Comment by afiori

Comment by afiori 2 days ago

2 replies

I would like an utf-8 optimized bag of bytes where arbitrary byte operations are possible but the buffer keeps track of whether is it valid utf-8 or not (for every edit of n bytes it should be enough to check about n+8 bytes to validate) then utf-8 then utf-8 encoding/decoding becomes a noop and utf-8 specific apis can check quickly is the string is malformed or not.

account42 2 days ago

But why care if it's malformed UTF-8? And specifically, what do you want to happen when you get a malformed UTF-8 string. Keep in mind that UTF-8 is self-synchronizing so even if you encode strings into a larger text-based format without verifying them it will still be possible to decode the document. As a user I normally want my programs to pass on the string without mangling it further.
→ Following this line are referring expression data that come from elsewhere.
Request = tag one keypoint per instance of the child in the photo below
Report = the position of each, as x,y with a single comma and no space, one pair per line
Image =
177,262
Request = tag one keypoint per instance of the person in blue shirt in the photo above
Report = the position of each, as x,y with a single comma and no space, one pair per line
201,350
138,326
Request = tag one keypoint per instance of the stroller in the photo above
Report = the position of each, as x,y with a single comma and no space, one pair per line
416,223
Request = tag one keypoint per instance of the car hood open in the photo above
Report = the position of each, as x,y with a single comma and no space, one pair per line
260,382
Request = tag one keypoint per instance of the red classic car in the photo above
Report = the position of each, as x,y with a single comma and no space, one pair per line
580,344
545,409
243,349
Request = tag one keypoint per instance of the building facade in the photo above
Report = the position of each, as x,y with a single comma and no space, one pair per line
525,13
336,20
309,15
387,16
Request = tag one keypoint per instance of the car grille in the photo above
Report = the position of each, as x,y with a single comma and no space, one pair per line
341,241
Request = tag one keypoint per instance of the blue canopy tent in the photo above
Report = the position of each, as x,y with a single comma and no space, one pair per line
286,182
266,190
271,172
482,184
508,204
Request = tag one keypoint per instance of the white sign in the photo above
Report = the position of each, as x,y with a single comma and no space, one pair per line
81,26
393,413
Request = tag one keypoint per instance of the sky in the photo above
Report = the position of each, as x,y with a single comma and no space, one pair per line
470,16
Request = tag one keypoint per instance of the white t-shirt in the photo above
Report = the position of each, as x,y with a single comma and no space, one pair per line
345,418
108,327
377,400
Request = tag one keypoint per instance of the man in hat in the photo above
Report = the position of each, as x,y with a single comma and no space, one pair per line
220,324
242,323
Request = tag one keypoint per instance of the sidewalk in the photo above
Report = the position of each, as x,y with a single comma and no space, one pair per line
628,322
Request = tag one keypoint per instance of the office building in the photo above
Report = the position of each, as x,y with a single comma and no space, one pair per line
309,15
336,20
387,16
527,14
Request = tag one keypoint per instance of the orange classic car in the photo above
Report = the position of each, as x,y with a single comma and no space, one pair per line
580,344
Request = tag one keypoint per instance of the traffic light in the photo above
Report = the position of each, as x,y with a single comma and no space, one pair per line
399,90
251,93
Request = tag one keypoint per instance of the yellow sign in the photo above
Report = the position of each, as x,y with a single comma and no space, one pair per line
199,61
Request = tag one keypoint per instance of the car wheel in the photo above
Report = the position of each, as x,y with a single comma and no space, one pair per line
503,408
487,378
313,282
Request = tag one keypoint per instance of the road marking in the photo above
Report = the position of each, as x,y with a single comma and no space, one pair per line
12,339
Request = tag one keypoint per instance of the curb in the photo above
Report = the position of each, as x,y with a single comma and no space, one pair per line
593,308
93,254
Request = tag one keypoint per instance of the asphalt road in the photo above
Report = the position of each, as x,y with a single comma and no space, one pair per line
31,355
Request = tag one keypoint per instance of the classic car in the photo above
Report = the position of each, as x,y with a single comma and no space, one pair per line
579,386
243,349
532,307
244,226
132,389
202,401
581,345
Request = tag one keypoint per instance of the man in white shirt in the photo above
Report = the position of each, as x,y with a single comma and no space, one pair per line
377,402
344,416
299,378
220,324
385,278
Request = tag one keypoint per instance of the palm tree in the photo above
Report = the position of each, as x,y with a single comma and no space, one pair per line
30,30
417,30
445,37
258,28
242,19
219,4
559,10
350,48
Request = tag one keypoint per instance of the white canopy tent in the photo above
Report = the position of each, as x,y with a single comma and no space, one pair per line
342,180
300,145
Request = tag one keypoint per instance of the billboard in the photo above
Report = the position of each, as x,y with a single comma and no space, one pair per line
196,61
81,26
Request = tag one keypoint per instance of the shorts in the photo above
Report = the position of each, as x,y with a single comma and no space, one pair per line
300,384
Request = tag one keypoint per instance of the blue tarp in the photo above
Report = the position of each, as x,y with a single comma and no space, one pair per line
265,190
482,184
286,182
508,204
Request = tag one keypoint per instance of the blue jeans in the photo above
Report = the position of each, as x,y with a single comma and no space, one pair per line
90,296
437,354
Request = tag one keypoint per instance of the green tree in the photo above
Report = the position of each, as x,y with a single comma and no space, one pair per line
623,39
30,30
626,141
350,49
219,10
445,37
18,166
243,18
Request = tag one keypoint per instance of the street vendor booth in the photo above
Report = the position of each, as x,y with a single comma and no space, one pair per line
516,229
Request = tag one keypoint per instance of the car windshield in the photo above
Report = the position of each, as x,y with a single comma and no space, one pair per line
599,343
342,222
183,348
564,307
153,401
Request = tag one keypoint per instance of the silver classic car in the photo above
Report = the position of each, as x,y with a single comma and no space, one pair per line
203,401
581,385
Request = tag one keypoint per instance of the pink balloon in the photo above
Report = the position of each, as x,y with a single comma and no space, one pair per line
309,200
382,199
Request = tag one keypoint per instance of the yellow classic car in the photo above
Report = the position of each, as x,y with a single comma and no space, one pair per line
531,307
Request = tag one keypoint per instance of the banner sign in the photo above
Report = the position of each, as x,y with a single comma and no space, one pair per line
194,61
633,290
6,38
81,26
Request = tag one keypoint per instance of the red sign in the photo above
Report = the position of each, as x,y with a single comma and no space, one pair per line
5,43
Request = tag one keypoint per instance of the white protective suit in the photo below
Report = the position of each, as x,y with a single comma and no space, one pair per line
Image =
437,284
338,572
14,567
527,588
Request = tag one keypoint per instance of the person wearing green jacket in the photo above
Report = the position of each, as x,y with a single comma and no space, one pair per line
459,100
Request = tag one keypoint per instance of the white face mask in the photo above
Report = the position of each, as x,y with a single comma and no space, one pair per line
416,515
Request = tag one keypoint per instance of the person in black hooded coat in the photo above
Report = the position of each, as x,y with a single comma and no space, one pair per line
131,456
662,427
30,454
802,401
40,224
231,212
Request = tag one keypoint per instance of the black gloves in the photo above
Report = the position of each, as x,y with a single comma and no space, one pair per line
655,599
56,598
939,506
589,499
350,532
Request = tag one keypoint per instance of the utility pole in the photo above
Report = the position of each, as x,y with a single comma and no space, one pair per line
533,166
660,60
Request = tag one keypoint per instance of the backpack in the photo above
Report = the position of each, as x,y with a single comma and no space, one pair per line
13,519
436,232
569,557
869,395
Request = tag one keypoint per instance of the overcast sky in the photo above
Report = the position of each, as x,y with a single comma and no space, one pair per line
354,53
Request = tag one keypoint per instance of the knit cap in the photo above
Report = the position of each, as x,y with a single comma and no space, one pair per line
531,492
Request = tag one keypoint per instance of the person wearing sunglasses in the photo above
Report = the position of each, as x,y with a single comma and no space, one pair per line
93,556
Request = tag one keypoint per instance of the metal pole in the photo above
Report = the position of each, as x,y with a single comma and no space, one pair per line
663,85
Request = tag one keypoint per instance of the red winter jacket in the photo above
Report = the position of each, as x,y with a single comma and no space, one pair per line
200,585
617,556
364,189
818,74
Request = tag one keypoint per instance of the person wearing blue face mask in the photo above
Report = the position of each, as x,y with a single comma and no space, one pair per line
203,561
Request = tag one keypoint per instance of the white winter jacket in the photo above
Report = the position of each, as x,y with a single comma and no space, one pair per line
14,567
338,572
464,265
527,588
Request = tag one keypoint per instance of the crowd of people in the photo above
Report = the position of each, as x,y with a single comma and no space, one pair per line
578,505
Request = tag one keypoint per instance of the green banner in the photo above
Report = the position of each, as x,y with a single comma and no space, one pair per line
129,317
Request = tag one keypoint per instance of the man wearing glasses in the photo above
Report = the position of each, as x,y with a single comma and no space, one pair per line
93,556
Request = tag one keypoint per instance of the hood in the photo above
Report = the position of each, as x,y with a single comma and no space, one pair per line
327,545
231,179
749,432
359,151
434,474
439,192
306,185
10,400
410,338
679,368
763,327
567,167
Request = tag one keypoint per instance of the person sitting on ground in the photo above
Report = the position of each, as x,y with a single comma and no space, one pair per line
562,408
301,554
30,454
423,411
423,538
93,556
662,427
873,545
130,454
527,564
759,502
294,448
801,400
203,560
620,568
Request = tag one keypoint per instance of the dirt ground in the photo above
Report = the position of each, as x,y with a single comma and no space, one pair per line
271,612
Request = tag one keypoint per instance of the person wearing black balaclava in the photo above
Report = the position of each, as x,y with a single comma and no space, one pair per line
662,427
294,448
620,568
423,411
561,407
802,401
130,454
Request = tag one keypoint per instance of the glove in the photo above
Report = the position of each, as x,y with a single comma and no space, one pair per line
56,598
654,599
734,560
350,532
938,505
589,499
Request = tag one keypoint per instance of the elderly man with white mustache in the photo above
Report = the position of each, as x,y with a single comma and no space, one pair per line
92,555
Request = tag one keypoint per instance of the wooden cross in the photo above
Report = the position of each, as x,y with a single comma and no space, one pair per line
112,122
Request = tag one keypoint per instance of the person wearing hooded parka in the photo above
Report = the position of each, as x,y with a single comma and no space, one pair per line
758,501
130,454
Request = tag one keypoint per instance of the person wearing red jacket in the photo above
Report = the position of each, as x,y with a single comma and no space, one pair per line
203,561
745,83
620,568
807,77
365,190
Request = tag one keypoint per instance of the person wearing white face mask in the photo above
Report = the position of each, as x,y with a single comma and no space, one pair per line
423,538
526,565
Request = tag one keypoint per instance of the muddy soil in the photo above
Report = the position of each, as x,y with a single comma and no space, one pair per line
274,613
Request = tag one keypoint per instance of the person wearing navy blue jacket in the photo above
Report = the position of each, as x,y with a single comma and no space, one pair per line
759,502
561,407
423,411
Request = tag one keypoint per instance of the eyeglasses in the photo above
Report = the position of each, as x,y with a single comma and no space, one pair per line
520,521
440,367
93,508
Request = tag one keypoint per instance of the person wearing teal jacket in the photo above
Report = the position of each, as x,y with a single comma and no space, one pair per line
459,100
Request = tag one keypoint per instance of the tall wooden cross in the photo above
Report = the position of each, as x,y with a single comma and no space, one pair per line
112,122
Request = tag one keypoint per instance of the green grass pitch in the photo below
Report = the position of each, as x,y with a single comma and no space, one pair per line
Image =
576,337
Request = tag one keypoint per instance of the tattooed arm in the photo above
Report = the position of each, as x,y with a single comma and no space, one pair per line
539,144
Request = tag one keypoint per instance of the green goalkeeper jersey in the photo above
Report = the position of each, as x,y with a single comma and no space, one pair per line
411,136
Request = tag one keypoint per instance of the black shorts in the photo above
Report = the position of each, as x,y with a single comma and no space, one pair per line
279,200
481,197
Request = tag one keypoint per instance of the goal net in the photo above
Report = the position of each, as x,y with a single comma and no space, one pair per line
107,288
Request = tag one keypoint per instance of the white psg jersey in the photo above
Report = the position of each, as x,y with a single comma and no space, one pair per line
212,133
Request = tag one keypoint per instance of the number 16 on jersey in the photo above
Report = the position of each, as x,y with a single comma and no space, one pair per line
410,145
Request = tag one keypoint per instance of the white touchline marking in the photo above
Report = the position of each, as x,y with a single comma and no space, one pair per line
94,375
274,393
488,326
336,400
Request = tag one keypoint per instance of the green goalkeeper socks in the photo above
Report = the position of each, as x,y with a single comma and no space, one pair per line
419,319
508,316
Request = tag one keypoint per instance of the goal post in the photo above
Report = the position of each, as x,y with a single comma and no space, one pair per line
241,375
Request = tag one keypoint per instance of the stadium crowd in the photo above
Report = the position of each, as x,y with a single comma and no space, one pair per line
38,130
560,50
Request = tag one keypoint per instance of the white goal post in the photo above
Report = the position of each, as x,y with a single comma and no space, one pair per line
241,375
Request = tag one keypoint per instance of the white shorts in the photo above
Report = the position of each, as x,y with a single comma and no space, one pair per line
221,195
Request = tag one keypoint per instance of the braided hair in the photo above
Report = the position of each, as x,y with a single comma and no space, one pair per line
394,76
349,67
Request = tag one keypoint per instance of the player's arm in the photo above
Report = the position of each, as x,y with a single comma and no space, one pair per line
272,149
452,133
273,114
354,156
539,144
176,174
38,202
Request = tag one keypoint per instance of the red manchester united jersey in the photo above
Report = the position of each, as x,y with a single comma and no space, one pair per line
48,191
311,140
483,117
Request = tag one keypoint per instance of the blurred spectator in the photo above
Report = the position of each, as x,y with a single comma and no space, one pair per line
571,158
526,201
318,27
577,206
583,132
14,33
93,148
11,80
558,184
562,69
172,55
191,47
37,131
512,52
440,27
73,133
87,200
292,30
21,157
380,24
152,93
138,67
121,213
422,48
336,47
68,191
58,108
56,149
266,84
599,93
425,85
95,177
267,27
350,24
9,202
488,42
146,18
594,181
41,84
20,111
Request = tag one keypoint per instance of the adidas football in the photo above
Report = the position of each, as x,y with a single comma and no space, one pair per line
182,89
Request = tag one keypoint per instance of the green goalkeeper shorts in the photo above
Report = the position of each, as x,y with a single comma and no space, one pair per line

Some tool throwing fatal errors because some string I don't actually care about contains an invalid UTF-8 byte sequence is the last thing I want. With strings being an arbitrary bag of bytes many programs can support arbitrary encodings or at least arbitrary ASCII-supersets without any additional effort.

  • afiori 2 days ago

    The main issue I can see is not garbage bytes in text but mixing of incompatible encoding eg splicing latin-1 bytes in a utf-8 string.

    My understanding of the current "always and only utf-8/unicode" zeitgeist is that is comes mostly from encoding issues among which the complexity of detecting encoding.

    I think that the current status quo is better than what came before, but I also think it could be improved.